Für eine halbe Milliarde Dollar soll das Gebiet um einen neuen Flughafen abgesichert werden. Als Gefahrenquellen werden IS-Dschihadisten genannt

Als der britisch-israelische Historiker Avi Shlaim Ende der 1990er Jahre an seinem Buch "The Iron Wall" (deutsch: "Hinter der eisernen Mauer") schrieb, stand "Mauer" metaphorisch für eine strategische Postion der militärischen Stärke, aus der heraus mit den arabischen Nachbarn verhandelt werden soll. Mittlerweile sichert das Land, das von arabischen Staaten umgeben ist, lange Abschnitte seiner Grenzen mit einer echten Mauer ab, den sogenannten Sperranlagen (vgl. Israel mauert sich ein).

Israel's "Security Fence", "West Bank Barrier"; Bild: Justin McIntosh/CC BY 2.0

Nur an der Grenze zu Jordanien sei noch keine Mauer gebaut, schreibt Ha'aretz und berichtet von Plänen, wonach im Verteidigungsministerium erwogen werde, für Kosten von knapp 500 Millionen Dollar eine etwa 30 Kilometer lange High-Tech-Mauer in der Timna-Region zu errichten. Dort, in unmittelbarer Nähe zu Jordanien, wird an einem neuen Flughafen gebaut, dem Ilan and Asaf Ramon Airport, konzipiert für internationale und nationale Flüge, der den Touristenverkehr nach Eilat fördern soll. 2017 ist als Inbetriebnahme anvisiert.

Geht es nach den Informationen von Ha'aretz, so hat der Chef des südlichen Kommandos der IDF, Sami Turgeman den Bau der neuen Sperranlagen in Timna bereits gut geheißen. Eine Regierungsentscheidung über das Projekt wird es erst nach den Parlamentswahlen, die am kommenden Dienstag stattfinden, geben.

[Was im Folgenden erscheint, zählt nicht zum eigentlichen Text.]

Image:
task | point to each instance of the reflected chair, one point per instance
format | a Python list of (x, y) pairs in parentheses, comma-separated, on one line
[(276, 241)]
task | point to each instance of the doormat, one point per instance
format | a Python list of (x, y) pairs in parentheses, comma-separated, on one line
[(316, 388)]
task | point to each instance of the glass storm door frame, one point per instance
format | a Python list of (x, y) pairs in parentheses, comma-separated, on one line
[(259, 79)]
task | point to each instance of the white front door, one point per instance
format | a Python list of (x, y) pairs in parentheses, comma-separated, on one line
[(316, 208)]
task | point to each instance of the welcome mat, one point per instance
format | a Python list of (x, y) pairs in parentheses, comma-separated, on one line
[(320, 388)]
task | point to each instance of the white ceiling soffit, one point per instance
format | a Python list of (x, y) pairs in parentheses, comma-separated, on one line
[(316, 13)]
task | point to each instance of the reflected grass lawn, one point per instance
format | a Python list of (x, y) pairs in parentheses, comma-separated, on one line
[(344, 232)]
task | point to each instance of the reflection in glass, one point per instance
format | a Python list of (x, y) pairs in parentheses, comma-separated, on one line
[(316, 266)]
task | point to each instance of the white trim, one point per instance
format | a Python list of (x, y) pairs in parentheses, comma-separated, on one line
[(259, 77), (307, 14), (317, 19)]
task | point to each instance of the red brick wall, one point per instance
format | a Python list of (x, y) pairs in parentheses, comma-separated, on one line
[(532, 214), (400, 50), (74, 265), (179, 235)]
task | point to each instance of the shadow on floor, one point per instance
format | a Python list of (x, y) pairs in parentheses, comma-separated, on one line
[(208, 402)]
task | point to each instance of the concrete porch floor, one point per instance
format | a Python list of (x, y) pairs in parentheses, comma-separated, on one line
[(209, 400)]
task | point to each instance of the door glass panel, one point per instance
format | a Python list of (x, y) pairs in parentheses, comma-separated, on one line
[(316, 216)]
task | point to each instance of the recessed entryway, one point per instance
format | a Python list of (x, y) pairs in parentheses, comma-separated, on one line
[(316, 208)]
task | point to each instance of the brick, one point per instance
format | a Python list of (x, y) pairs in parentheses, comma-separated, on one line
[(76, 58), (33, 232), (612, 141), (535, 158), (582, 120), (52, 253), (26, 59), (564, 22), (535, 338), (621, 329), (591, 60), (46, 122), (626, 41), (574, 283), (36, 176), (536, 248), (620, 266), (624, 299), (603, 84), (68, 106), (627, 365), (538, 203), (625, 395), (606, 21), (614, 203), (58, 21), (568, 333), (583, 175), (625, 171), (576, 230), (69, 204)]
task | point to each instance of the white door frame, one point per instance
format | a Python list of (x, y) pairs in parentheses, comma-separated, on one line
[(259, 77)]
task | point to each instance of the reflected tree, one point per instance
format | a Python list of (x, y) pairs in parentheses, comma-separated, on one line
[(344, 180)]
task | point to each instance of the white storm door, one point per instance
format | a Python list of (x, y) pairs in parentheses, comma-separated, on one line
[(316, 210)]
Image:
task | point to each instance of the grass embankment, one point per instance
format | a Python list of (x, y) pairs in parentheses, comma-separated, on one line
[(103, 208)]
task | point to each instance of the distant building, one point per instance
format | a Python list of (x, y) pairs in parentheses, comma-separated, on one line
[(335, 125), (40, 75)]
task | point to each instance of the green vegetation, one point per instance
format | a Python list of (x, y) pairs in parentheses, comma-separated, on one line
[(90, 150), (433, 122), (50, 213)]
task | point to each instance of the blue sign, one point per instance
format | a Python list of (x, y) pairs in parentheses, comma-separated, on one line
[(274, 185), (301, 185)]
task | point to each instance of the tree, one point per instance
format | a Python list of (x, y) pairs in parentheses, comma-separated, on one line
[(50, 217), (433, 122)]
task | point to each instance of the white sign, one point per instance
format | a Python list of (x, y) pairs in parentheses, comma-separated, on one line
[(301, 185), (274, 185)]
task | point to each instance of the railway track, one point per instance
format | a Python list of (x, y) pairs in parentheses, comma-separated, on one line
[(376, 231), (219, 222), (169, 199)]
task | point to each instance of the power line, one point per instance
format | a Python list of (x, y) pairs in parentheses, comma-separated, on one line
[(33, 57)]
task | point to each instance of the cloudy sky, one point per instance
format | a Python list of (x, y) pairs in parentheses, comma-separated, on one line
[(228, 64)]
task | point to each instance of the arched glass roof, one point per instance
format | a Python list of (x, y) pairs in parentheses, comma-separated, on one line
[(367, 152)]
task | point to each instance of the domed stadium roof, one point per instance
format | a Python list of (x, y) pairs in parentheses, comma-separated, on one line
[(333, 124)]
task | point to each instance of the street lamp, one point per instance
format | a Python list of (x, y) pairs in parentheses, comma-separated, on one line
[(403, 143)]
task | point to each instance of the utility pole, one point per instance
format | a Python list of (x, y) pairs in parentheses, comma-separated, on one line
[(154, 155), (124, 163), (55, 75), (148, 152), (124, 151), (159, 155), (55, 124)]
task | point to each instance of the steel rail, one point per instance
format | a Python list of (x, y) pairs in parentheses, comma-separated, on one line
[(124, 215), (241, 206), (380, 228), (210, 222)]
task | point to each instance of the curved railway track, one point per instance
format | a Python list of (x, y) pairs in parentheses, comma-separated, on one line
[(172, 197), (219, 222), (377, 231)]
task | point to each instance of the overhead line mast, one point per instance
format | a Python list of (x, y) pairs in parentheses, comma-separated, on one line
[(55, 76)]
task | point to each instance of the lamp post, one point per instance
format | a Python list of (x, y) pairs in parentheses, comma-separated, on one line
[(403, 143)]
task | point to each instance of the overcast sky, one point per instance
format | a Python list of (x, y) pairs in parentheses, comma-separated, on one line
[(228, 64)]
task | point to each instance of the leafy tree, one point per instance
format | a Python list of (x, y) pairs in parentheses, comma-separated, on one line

Als Begründung für die Absicherung durch einen Mauerbau wird laut Ha'aretz auf die "mögliche Gefahr" durch IS-Dschihadisten, die von Syrien oder Irak nach Jordanien kommen, verwiesen. Die Zeitung Algemeiner, die sich ebenfalls mit dem Thema der Sicherheits in der Timna-Region beschäftigt, rückt die Bedrohung durch militante Gruppe Ansar Bayt al-Maqdis, die dem IS in einem aufsehenden Schritt Gefolgschaft erklärt hat (IS gewinnt wichtige Dschihadgruppe auf dem Sinai), in den Mittelpunkt.

Diese Gruppe agiert nicht von Jordanien aus, sondern auf der Sinai-Halbinsel, von dort ist Eilat allerdings nicht weit entfernt. Die Kalifatsanhänger brüsten sich in Videos mit Raketen, die sie auf Eilat abfeuern. Dagegen schützt keine Mauer, sondern der "Iron Dome". (Geht es nach dem "Iron Wall"-Autor Avi Shlaim, so ist, wie schon Ende der 90er Jahre, die Politik von Netanjahu ein Sicherheitsrisiko für Israel.)